The Geneva-based Euro-Med Human Rights Monitor today expressed deep alarm by France’s rhetoric on Islam, warning it could fuel far-right hatred and endanger Muslim communities in Europe.
“We are deeply alarmed by the French Government’s growing hostile rhetoric towards Islam, which can only exacerbate tensions that the government claims to be concerned by,” Euro-Med said in a statement. “Such rhetoric essentially contributes to dangerously rendering Muslim communities in France an easy target for the French right and ultranationalist groups to demonize, discriminate against and blame for internal problems.”
Euro-Med called on France “to comply with international and European laws that stipulate respect for all religions and the sanctity of religious symbols, especially towards the Islamic religion at a time where it’s been heavily targeted by populist and far-right groups.”
Earlier this month, French President, Emanuel Macron, made some highly controversial remarks about Muslim communities in France and Islam in general. “Islam is a religion that is in crisis all over the world today, we are not just seeing this in our country,” he said, vowing to crack down on “Islamist radicalism” and “Islamic separatism”.
By vowing to crackdown on a version of Islam that he deems unfavorable and pledging to work on producing another version that he deems more compatible with French principles, President Macron is substantially violating article 1 of the 1905 law, said Euro-Med. This French law stipulates the separation of the state and religious institutions, but the essence of President Macron’s rhetoric is calling for the state to interfere in the affairs of the Islamic religion and impose its vision and principles on it, it said.
Few weeks before this controversial statement, President Macron had defended the mocking of Islamic religious symbols such as the Prophet Muhammad as a matter of free speech. President Macron further noted that people who seek French citizenship should accept France’s “right to commit blasphemy,” adding that “to be French is to defend the right to make people laugh, to criticize, to mock, to caricature.”
However, the responsibility to protect persecuted, desperate, and heavily targeted minorities should come before the right to mock, according to the human rights organization.

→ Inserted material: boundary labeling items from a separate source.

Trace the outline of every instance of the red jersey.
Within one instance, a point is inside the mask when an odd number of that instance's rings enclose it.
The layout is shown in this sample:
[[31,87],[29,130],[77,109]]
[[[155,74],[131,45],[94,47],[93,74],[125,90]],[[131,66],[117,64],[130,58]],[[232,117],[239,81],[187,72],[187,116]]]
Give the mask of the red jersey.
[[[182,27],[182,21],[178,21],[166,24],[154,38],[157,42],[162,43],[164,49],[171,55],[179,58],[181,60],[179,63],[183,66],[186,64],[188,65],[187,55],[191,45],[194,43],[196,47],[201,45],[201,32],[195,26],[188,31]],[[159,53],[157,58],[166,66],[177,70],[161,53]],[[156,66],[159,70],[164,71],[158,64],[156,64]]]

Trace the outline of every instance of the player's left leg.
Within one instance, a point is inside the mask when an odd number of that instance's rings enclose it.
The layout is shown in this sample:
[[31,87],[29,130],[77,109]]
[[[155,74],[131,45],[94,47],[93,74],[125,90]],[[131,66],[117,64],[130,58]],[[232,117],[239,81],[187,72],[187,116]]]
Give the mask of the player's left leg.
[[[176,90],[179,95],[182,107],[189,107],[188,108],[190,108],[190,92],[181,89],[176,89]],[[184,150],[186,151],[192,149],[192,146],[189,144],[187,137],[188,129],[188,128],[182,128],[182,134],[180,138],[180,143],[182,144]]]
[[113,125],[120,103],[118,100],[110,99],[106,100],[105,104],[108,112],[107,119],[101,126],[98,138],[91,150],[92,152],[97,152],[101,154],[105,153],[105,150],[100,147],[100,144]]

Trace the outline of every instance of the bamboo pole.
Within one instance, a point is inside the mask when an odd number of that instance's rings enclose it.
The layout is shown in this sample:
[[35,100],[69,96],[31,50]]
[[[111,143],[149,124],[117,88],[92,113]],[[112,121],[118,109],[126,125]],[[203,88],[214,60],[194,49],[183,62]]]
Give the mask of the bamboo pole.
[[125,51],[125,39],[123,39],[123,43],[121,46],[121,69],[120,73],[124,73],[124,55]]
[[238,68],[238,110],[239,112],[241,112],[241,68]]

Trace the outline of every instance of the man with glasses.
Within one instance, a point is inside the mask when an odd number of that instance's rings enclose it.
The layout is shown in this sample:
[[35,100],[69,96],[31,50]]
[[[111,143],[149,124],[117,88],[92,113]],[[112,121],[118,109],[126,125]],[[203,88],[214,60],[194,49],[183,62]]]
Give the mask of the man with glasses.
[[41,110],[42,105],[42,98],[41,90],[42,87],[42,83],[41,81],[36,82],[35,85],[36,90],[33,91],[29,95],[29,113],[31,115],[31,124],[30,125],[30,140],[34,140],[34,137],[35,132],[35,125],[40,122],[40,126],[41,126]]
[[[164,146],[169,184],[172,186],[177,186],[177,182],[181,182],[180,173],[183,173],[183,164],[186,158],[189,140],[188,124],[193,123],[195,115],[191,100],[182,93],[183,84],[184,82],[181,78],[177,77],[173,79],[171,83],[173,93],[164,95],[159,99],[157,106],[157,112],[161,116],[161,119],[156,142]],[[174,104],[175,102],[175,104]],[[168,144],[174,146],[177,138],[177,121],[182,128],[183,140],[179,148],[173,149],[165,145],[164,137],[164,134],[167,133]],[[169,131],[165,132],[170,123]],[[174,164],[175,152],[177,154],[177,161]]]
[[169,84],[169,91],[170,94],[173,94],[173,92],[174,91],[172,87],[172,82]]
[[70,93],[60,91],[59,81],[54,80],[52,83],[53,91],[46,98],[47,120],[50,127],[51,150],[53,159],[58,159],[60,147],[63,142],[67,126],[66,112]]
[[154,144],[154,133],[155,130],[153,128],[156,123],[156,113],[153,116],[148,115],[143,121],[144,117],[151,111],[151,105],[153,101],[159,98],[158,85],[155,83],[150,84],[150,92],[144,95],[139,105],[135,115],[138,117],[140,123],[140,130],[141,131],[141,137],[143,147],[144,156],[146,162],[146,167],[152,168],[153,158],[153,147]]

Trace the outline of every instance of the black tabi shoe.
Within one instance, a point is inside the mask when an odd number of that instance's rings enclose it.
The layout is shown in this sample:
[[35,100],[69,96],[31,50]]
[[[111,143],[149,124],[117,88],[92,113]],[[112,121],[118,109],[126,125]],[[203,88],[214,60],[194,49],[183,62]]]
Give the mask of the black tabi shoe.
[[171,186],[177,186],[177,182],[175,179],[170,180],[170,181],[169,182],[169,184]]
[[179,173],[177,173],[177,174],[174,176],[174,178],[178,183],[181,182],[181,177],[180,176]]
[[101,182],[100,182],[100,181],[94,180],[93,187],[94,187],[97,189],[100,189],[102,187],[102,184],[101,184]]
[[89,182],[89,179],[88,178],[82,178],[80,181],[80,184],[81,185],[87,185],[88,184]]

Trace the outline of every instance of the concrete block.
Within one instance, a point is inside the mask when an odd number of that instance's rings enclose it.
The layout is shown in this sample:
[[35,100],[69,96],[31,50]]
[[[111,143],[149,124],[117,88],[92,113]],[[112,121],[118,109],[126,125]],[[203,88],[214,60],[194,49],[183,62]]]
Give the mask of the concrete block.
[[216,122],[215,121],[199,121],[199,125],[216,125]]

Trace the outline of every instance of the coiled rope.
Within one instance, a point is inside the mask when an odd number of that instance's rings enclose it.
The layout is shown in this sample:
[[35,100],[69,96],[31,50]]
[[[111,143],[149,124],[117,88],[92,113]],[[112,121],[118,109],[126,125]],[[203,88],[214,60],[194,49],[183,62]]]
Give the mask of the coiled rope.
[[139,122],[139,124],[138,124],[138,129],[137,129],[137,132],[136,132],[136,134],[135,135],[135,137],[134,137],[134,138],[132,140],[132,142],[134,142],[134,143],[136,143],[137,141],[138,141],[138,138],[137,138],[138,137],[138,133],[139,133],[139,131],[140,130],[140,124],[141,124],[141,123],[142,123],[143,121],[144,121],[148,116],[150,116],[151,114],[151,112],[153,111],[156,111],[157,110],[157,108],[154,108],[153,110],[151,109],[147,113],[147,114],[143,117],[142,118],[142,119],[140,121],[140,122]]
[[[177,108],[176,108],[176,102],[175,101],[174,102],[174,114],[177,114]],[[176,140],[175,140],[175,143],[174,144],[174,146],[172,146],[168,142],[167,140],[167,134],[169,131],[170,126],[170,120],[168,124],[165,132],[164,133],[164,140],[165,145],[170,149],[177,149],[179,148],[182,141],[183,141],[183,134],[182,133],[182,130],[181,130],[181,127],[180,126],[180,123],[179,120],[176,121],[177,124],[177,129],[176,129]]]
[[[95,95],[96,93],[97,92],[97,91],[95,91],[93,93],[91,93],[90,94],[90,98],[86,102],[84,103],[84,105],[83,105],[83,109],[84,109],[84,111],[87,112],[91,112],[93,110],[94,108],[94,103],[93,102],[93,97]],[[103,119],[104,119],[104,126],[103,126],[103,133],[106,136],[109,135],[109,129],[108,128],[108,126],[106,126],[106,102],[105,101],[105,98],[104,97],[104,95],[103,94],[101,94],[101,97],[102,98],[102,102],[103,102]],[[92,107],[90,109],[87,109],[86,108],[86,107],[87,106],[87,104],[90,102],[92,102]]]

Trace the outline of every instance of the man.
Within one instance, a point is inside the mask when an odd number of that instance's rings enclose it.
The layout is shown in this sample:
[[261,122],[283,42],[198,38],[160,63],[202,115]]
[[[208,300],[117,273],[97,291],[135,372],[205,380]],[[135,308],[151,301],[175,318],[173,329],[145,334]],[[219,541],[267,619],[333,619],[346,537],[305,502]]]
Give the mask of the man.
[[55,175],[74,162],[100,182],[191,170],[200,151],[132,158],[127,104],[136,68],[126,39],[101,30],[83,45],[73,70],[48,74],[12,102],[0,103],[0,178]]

“There’s no satire in mocking or condoning the mocking of vulnerable people, their identity and beliefs. It’s rather sadistic,” notes Ramy Abdu, Euro-Med Monitor Chairman, “to defend ridiculing, mocking or demonizing the religious symbols or beliefs of a heavily targeted Muslim community – that includes large numbers of traumatized war and conflict survivors – is to encourage such actions and contribute to the incitement against this vulnerable group.”
Macron’s insensitive comments and generalizations only give fuel to Islamophobic rhetoric and lend credence to their hateful platforms, especially at a time where Muslim communities in France have been a target to political bashing, said Euro-Med.
For instance, in 2018, the Mayor of the Southern French city of Beaucaire outlawed alternatives to pork in school cafeterias, insisting that religious exceptions to the menu violate France’s vaunted Republican principles. This came a year after a French court, Chalon-sur-Saône in Burgundy, has ruled that schools should provide an alternative to pork school lunches in the interest of Muslim and Jewish children who do not eat the meat.
In the wake of the horrendous and widely condemned beheading of French schoolteacher, Samuel Paty, in Mid-October by an 18-year-old Chechen extremist, two Jordanian Muslim tourists were violently assaulted in the city of Angers in western France.
“We emphasize that France should comply with the right to freedom of thought, conscience and religion in accordance with article 5 of the International Convention on the Elimination of All Forms of Racial Discrimination; article 18 of the Universal Declaration of Human Rights; and article 9 of the European Convention on Human Rights,” said Euro-Med Monitor.
“The French government should show respect and solidarity towards the Muslim Community at a time where they are often singled out for harassment and targeting, instead of jumping on board with targeting Islam for political gains and electoral expediency.”